The infections form part of a wider outbreak across Europe and North America. A total of 289 cases have been confirmed since January 2023 in 16 European countries. Italy has seen 78 cases, Germany 68, Austria 59 and France 24.

According to Food Safety News, investigations in 2023 and 2024 identified Sicilian cherry tomatoes as the source of infection.

The ECDC described the outbreak as seasonal, with most cases in summer months.

ECDC said: "The recurrence of cases in 2025, including those without travel history, suggests ongoing transmission and distribution of contaminated produce beyond Italy.

"The presence of cases in multiple countries underscores the need for continued surveillance and cross-sector coordinated response."

The same organisation said the risk of new infections would remain as long as seasonal delivery of contaminated produce continues.

It said new outbreaks are likely to happen in future seasons until the root cause of the contamination has been identified and control measures brought in.

Any environmental causes should also be investigated to work out the point where Salmonella Strathcona affects the produce, according to a recommendation from the ECDC.

Salmonella infection is caused by bacteria which live in the gut of many birds and animals.
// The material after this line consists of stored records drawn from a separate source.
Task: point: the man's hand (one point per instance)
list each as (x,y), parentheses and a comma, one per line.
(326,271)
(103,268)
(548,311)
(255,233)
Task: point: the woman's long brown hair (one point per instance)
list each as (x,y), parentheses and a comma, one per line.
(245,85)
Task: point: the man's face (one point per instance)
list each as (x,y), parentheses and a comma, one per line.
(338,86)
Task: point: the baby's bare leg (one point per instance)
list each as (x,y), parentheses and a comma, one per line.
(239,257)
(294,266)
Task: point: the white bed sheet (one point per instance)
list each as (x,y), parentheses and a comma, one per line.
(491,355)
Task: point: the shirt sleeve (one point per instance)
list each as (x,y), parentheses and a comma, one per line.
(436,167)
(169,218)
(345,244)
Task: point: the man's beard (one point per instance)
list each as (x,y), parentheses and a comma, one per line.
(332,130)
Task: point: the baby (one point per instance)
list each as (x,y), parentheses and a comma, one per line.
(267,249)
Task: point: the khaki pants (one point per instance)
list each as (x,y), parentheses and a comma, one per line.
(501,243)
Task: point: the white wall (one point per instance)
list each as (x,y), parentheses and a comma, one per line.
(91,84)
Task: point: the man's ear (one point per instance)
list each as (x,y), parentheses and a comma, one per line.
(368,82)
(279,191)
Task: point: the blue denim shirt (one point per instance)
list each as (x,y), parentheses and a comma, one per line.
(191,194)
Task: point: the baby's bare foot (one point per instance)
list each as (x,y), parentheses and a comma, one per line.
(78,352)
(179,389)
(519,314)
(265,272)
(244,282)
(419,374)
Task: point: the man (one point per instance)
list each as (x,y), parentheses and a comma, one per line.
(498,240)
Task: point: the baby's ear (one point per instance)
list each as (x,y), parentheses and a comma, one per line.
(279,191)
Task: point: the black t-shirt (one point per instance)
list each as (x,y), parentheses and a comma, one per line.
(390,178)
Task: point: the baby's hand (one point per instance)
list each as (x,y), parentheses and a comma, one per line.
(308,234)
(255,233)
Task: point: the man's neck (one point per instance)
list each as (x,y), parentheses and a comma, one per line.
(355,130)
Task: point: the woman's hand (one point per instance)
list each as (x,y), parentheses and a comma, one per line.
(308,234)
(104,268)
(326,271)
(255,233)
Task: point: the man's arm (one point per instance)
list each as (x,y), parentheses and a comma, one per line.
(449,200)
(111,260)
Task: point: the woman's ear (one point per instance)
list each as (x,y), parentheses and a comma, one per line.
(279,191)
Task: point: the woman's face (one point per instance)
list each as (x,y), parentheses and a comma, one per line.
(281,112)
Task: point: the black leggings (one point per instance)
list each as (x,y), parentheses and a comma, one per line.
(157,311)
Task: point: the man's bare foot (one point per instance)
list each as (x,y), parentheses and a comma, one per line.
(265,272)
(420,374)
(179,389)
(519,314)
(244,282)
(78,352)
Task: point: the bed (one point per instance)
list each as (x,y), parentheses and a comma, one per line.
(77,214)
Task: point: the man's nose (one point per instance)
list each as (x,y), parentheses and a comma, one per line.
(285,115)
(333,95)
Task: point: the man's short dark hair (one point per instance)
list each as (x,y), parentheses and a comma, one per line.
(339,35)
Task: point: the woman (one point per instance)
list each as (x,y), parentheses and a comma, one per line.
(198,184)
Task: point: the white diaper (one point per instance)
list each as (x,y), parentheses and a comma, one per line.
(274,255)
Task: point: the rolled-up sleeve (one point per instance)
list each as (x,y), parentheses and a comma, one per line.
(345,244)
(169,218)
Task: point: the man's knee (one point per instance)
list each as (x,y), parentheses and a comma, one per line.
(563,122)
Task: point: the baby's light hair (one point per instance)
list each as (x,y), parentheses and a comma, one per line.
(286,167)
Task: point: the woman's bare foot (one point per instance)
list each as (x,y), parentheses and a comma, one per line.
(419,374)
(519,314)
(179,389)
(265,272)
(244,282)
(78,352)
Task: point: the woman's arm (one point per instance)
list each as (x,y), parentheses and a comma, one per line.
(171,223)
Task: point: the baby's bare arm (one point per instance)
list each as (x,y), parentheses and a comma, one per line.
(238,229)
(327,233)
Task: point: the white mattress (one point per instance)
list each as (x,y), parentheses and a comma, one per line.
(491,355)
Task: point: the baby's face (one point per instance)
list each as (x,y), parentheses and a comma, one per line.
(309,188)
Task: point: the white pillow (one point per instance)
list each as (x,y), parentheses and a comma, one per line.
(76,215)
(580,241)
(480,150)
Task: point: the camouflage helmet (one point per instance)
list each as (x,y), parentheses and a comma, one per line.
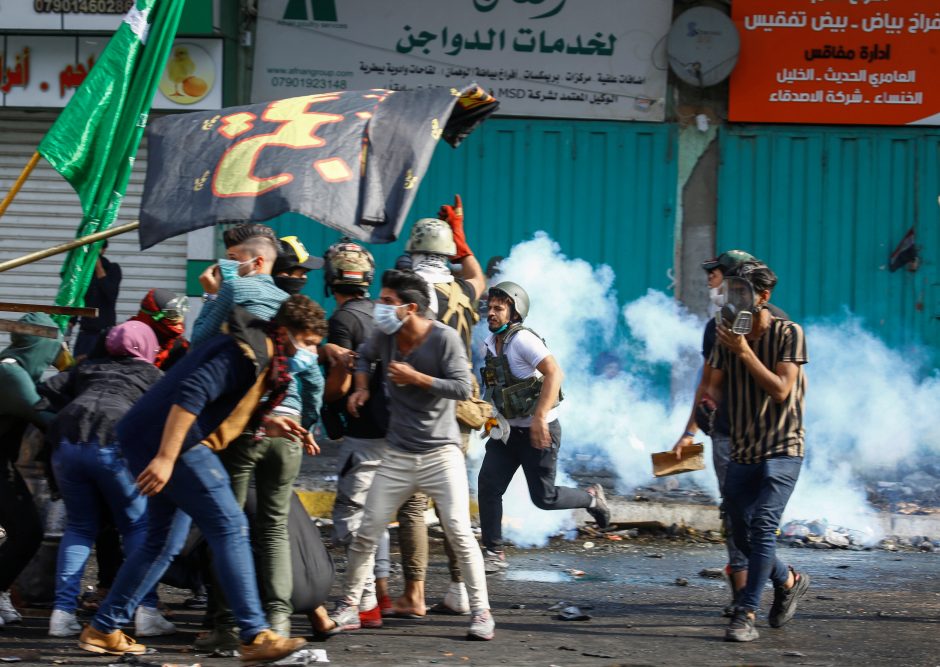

Its presence in food can lead to stomach infections in humans, causing diarrhoea which can last several days.

The period between picking up Salmonella and falling ill can be between six hours and three days. It can be longer, but often it is within 12-36 hours, according to NHS Borders.

Symptoms usually include: loose stools, tummy pain, fever, headache, nausea and/or vomiting and general tiredness.

These symptoms usually clear up within three to seven days but a small number of people take weeks to fully recover. Blood poisoning, abscesses and joint pains are rarer complications.

An infected person can contaminate foodstuffs by poor hand hygiene. The commonest route is eating contaminated food or drinks.

These can include unpasteurised milk or eggs and uncooked meats, especially poultry. It has also been found in chocolate, cooked meats, baby milk and salads.

To reduce the risk of Salmonella, wash your hands throughly after changing nappies, handling animals and going to the loo.

You should also wash your hands before cooking, handling food, eating and feeding those who can't feed themselves.

Food should also be prepared safely and meat thoroughly cooked. Heating food to 70C for at least two minutes destroys Salmonella. You should also avoid raw dairy products and only drink treated water.